What else are you after? I did ask an question which did not get answered. I do know that it generates controversy.


----------



## tominny (Aug 30, 2011)

There are several reason why I'd prefer to do it solo. Preparation and execution is between me and the boat. Looking for another crew member adds a whole new complexity to it, including logistical, interpersonal and psychological. I've been on a two-handed trip where these three clashed and in retrospect it would have been more harmonious to have done it solo. 
Don't get me wrong, I'm not a hermit or particularly antisocial. Both solo and with crew has its own set of challenges and right now the challenges of a solo trip seem more attractive. Having said that I am doing the Around Long Island Race with a friend who would be a good candidate for crew. We'll see how it goes.

I've read a ton of books and reports about preparing a boat for offshore voyaging. After a while it repeats. With this post I am particularly hoping to get feedback on the vessel and her offshore seaworthiness, and hopefully some boat-specific ideas about refitting. I am planning to post this question to the T34C association at a later point.
So, does anybody have experience with a Tartan 34C or any thoughts on their weaknesses/strengths?

Thanks!


----------



## jackdale (Dec 1, 2008)

Tominny

Pay close attention to ColRegs before considering solo sailing.

Maintaining a watch at all times by all means is unambiguous.

Did you check out the ISAF documents?


----------



## jameswilson29 (Aug 15, 2009)

Sounds like a cool trip. Don't let anyone discourage you. Many solo sailors have circumnavigated and completed challenging voyages.

There is something special about sailing solo. I wish you fair winds!


----------



## jackdale (Dec 1, 2008)

jameswilson29 said:


> Sounds like a cool trip. Don't let anyone discourage you. Many solo sailors have circumnavigated and completed challenging voyages.
> 
> There is something special about sailing solo. I wish you fair winds!


And some get run down: Jessica Watson, Kai Granholm


----------



## tominny (Aug 30, 2011)

Let's keep this thread about out-fitting the boat, please.


----------



## jackdale (Dec 1, 2008)

tominny said:


> Let's keep this thread about out-fitting the boat, please.
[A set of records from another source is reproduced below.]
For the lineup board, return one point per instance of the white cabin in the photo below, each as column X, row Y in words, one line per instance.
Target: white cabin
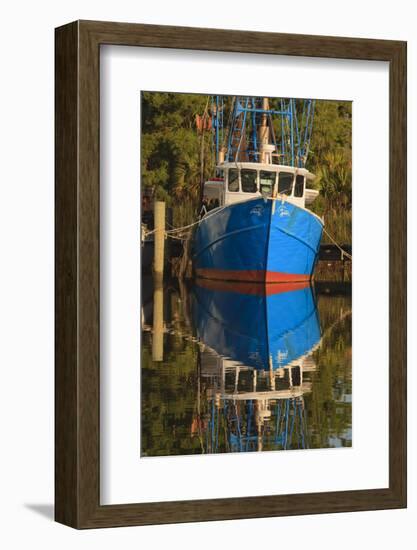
column 241, row 181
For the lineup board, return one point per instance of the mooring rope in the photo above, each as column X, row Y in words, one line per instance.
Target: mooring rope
column 172, row 233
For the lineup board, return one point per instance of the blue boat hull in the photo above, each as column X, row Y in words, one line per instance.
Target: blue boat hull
column 256, row 325
column 257, row 240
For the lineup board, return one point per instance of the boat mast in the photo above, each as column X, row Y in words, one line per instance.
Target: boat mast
column 260, row 129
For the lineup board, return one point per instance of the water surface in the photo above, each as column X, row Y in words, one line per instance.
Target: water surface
column 233, row 368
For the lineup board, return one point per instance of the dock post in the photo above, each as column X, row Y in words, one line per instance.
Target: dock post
column 158, row 320
column 159, row 239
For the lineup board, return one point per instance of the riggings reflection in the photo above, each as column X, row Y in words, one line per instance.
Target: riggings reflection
column 244, row 368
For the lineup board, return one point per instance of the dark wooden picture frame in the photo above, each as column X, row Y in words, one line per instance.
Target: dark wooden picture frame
column 77, row 370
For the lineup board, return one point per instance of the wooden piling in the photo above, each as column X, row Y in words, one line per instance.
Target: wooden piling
column 159, row 237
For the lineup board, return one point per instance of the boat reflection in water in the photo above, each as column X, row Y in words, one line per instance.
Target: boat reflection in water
column 254, row 360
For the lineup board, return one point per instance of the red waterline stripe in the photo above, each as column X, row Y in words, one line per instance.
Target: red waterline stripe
column 247, row 287
column 251, row 275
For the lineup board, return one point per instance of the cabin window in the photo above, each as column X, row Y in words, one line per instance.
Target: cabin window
column 248, row 181
column 267, row 182
column 299, row 186
column 233, row 180
column 285, row 180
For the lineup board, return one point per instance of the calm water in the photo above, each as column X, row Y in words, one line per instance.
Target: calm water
column 228, row 368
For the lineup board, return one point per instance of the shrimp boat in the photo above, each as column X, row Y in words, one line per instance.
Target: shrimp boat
column 256, row 225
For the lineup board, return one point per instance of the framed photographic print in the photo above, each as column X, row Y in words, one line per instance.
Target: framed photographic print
column 230, row 274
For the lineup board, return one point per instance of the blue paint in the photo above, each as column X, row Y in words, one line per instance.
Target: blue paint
column 255, row 329
column 248, row 236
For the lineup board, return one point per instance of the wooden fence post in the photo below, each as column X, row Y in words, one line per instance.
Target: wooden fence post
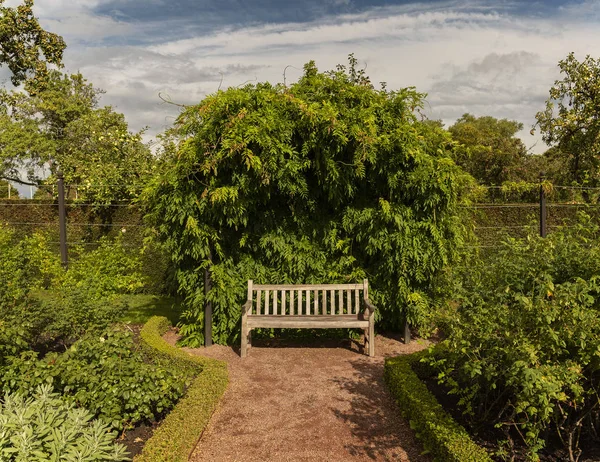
column 62, row 220
column 207, row 305
column 543, row 227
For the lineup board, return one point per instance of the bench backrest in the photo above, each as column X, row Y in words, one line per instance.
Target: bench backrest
column 306, row 299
Alright then. Have you read the ISAF regulations? They are a great starting point for any boat.

But it is not just the equipment that will save your butt when everything goes sideways.

BTW - you mentioned solo sailing. I enjoy solo sailing in coastal waters.


----------



## T34C (Sep 14, 2006)

A couple things I would consider that I haven't seen mentioned. The boat was not built to current standards and has a number of vulnerabilities that could lead to down flooding and sinking in case of a knockdown or getting pooped by a wave. 

Both the cockpit lockers on the T34C are open to the main cabin and could lead to down flooding in an emergency. I would build and glass in bulkheads at the aft end of the quarter berth and around the starboard locker. Same thing goes for the ice hatch in the cockpit. It needs to be either removed (not the most practical), or sealed with the hatch reinforced and add a locking latch. I would be concerned about the bilge blower vent pipe for the same reason, but not sure what the best fix for that would be. The chain locker forward also needs to be sealed and a thru hull drain added.


----------



## tominny (Aug 30, 2011)

<Both the cockpit lockers on the T34C are open to the main cabin and could <lead to down flooding in an emergency. I would build and glass in bulkheads at <the aft end of the quarter berth and around the starboard locker. Same thing <goes for the ice hatch in the cockpit. It needs to be either removed (not the <most practical), or sealed with the hatch reinforced and add a locking latch. I <would be concerned about the bilge blower vent pipe for the same reason, but <not sure what the best fix for that would be. The chain locker forward also < needs to be sealed and a thru hull drain added.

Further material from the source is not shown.